Se levantó, metiéndose en el bolsillo el billete de mil dólares con gesto indiferente. Mientras lo hacía, yo solté la 45 y saqué mi Smith and Wesson del 38 de cinco pulgadas.

Él lo miró con desdén.

—Estaré en Las Vegas, Marlowe. De hecho, nunca me he ido de Las Vegas. Puede encontrarme en el Esperanza. No, no nos importaba Larsen a un nivel personal. Era sólo un pistolero más, de esos que vienen en grandes lotes. Lo que sí nos importa es que algún don nadie de detective lo hubiese marcado.

Saludó con la cabeza y salió de mi oficina.

Reflexioné un poco. Sabía que Ikky no volvería con la mafia; no se fiaría de ellos aunque le ofrecieran la oportunidad. Pero ahora había otro motivo. Llamé otra vez a Anne Riordan.

—Me voy a buscar a Ikky, no tengo más remedio. Si no te he llamado al cabo de tres días, ponte en contacto con Bernie Ohls. Voy a Flagstaff, Arizona, Ikky dice que se dirige allí.

—Eres un estúpido —gimió ella—. Se trata de una trampa.

—Un tal señor Grimes de Las Vegas me ha visitado con una pistola provista de silenciador. Lo he hecho desistir, pero no siempre seré tan afortunado. Si encuentro a Ikky y se lo comunico a Grimes, la mafia me dejará en paz.

—¿Condenarás a muerte a un hombre? —su voz era brusca e incrédula.

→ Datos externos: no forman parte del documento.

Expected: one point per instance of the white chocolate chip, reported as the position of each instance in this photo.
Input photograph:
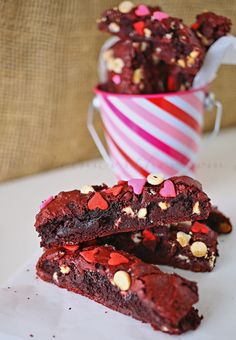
(155, 179)
(136, 237)
(122, 280)
(128, 211)
(198, 249)
(183, 258)
(116, 65)
(64, 269)
(196, 209)
(125, 6)
(212, 260)
(55, 277)
(183, 238)
(164, 205)
(194, 54)
(113, 27)
(142, 213)
(147, 32)
(137, 76)
(86, 189)
(187, 223)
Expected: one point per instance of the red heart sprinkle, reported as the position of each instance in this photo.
(97, 201)
(199, 228)
(114, 191)
(139, 27)
(116, 259)
(168, 189)
(89, 255)
(71, 247)
(148, 235)
(195, 26)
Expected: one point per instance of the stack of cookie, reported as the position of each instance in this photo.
(156, 53)
(100, 242)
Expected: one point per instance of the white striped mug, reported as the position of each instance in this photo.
(156, 133)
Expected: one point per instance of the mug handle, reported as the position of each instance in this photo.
(209, 104)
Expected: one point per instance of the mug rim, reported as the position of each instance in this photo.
(151, 95)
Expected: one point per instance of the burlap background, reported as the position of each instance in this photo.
(48, 56)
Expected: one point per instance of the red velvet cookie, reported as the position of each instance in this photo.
(188, 245)
(124, 283)
(82, 215)
(209, 27)
(134, 68)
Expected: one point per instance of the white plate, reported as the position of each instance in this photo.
(31, 306)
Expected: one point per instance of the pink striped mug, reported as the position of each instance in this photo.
(156, 133)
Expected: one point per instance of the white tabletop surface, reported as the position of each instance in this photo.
(20, 199)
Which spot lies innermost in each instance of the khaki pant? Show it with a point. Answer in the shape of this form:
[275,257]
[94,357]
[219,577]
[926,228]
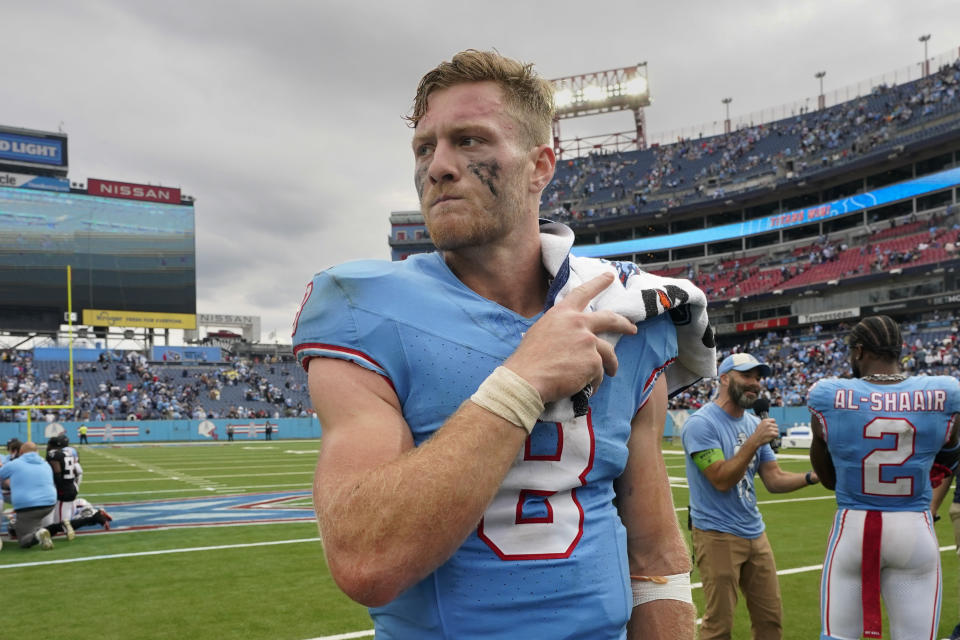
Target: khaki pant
[726,562]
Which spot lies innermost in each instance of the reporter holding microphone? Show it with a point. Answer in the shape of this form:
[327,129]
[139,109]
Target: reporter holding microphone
[725,448]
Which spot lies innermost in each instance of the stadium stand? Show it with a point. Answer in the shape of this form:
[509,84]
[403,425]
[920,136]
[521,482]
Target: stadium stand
[132,388]
[756,158]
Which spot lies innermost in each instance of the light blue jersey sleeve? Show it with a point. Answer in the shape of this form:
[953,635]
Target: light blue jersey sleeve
[336,321]
[660,350]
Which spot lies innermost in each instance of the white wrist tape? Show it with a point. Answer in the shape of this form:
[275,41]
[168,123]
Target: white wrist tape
[509,396]
[650,588]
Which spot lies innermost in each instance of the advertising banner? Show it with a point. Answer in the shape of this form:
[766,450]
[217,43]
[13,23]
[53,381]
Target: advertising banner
[762,324]
[34,182]
[859,202]
[186,354]
[829,316]
[131,191]
[109,318]
[22,148]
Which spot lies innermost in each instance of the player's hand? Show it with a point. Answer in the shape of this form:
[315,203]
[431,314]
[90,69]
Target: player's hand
[767,431]
[562,352]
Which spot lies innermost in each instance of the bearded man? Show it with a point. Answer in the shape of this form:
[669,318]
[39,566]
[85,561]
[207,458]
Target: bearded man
[725,448]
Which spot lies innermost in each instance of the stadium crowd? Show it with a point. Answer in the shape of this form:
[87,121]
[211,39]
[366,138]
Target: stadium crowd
[629,183]
[134,389]
[129,387]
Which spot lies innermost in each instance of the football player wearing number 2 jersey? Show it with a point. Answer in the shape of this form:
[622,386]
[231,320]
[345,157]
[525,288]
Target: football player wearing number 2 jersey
[880,440]
[444,503]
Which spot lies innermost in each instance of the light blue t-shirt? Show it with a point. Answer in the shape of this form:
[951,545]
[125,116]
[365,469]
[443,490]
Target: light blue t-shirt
[31,481]
[735,510]
[549,557]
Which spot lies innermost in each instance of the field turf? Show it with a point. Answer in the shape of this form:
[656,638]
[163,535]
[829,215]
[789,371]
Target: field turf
[269,581]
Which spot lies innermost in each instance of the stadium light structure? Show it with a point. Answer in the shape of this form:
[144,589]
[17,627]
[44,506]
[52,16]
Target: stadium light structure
[599,92]
[726,123]
[821,99]
[926,61]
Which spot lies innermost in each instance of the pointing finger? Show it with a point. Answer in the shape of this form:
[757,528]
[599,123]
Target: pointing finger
[580,297]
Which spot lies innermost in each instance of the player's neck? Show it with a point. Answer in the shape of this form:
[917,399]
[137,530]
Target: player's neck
[729,407]
[509,274]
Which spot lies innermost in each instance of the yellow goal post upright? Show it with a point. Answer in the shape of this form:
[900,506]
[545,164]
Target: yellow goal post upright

—No. Ya no estará allí cuando yo pase el informe. Tendrá que volar a Montreal, comprar documentos falsificados, Montreal es un sitio casi tan corrupto como éste, y huir a Europa en otro avión. Allí puede estar bastante seguro. Pero el Equipo tiene los brazos muy largos e Ikky tendrá mucho trabajo si quiere continuar vivo. Pero no le queda otra alternativa. O se oculta o recibe el lápiz.

—Qué listo eres, querido. ¿Y qué me dices de tu propio lápiz?

—Si pensaran matarme, no lo habrían enviado. Ha sido una especie de técnica disuasoria.

—Y tú no te dejas disuadir, guapo y maravilloso bruto.

—Pero estoy asustado, aunque no paralizado. Hasta la vista. No tengas ningún amante hasta que yo vuelva.

—¡Maldito seas, Marlowe!

Me colgó el teléfono y yo también lo colgué.

Decir lo que no debo es una de mis especialidades.

Salí de la ciudad antes de que los muchachos de Homicidios pudieran localizarme. Tardarían bastante en recibir una pista. Y Bernie Ohls no diría ni una palabra a ningún policía. Los hombres del sheriff y la policía municipal cooperan del mismo modo que dos gatos sobre una cerca.